Characterisation of 'defects' as 'defences': Defence entails attack. Who is doing the attacking? Others. So others attack but I defend? Others are mean, malicious, malevolent, but I'm justifiably defending myself? So they started it? They're the persecutor? I'm the victim? My sponsor says that what appears to be other people's misbehaviour is their response to my character defects. And around in a circle it goes. If I'm 'defending', then they're 'defending', but then there is no attack, and the whole structure collapses. The circle can be broken only if I accept active responsibility. Again, the notion of defences represents a projection outward of the problem and a denial of personal accountability. If the defence is working, it should not be dropped, as the attack will get through. If the defence is not working, it's not a defence. A defence is therefore something that must remain exactly as it is.

Denial of moral responsibility: Step Four requires me to take moral responsibility. This entails the guilt produced by my conscience plus developing the keen sense of obligation to do God's will. Guilt and 'shoulds' are therefore part and parcel of living in a moral world, where I am a moral agent. Casting all guilt and the attendant low self-worth as pathological and actively expunging all 'shoulds' then leave me in an amoral world where, rather than doing what is right, I'm left doing what I want to do, and I'm back with the ego on the throne. Note that Step Four is a moral inventory. Without the acceptance of the principle of moral responsibility, there is no framework for the Step Four, let alone the examination of wrongs, defects, and shortcomings in Steps Five, Six, and Seven. Imagine saying to someone in Step Nine: I shouldn't have stolen your money / taken your things / gossiped / said cruel things / put myself first: I was just defending myself ... against YOU.

Denial of God: Now, this is a delicate matter, because it's perfectly possible for human beings to have a very spiritual life without a personified god in charge. I'm not an expert in religion, but I'm told there are religions without a god. Obviously it's up to everyone what higher power they have and what spiritual path they follow. However, for many years, I did not have a personalised god, rather a sterilised, abstract higher power. Not God; a god. The conception was a theoretical cardboard cut-out. Why? I did not want to accept the existence of a higher reality, and I did not want to accept that someone else was ultimately in charge, to whom I was accountable. Why? I was the god of my life, and my physical existence was the proof that I was the centre of the universe. The self-consciousness of the 'authentic self' (see above) was the substitute for the Other, who would require me to be hollowed out, to become the translucent vessel. As indicated above, it's quite possible for people to proceed spiritually without a relationship with a personal god; my own experience—and I've seen this mirrored in others in recovery—is that this is very hard to do for someone with as fulminant and persistent an ego as mine. The choice of a religion or spiritual practice from a complete different culture (often an appropriated, watered-down, sanitised, and thinned-out version of that religion or spiritual practice rather than the religion or spiritual practice as actually practised in its original setting, with all of the eccentricity,  sheer bizarreness, superstition, cooky metaphysical ideas, cosmology, luridness, gore, and ego-challenging concepts of a fully-fledged religion) is often the booby-prize, the fake ID to get one through the door, the decoy, the alibi, the substitute, the resuscitation class dummy.
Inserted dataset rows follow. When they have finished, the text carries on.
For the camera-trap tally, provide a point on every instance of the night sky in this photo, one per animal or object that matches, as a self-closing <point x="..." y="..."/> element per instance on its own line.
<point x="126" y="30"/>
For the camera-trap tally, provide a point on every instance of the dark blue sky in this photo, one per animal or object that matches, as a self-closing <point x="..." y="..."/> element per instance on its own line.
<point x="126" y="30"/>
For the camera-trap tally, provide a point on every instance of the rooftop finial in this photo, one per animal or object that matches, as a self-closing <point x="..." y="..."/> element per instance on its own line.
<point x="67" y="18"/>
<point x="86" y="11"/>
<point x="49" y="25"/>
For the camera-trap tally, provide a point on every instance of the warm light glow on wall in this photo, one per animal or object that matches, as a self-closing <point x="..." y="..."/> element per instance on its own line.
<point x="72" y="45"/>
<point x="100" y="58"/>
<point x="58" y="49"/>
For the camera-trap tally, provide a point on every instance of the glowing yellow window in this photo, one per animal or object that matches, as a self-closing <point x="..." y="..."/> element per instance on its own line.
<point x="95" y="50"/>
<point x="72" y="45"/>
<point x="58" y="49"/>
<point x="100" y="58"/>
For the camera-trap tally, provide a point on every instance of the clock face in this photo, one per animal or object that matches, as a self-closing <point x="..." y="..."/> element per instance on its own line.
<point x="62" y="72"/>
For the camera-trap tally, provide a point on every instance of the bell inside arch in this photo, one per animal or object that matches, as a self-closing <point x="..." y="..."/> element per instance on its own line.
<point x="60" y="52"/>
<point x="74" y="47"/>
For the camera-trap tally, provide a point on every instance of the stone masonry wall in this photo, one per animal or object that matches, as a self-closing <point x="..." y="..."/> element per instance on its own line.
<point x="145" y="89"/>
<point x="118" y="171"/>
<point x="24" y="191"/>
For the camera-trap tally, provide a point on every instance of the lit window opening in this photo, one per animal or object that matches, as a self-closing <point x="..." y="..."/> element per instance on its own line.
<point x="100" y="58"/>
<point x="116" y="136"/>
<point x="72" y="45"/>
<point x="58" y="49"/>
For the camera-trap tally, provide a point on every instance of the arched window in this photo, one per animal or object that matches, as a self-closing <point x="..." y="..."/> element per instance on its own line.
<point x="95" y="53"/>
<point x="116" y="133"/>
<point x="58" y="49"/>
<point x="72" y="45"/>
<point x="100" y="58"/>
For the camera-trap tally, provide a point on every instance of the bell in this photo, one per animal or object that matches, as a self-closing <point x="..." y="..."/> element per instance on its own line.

The idolisation of pain and suffering: Aspects of recovery are obviously painful at times; aspects of life are obviously painful at times. In the past, I've worshipped pain as a sign that something real is happening, as a persistent rite of passage; the crucifixion in which I suffer and die because of the sins of others. I would perceive something noble in this. There is nothing noble in pain I'm causing myself through false beliefs and false perceptions or, even worse, immorality. Fear can dribble on forever. Cowardice has an expiry date.

What's the answer? Start at the very beginning of the Big Book and work through it with a sponsor.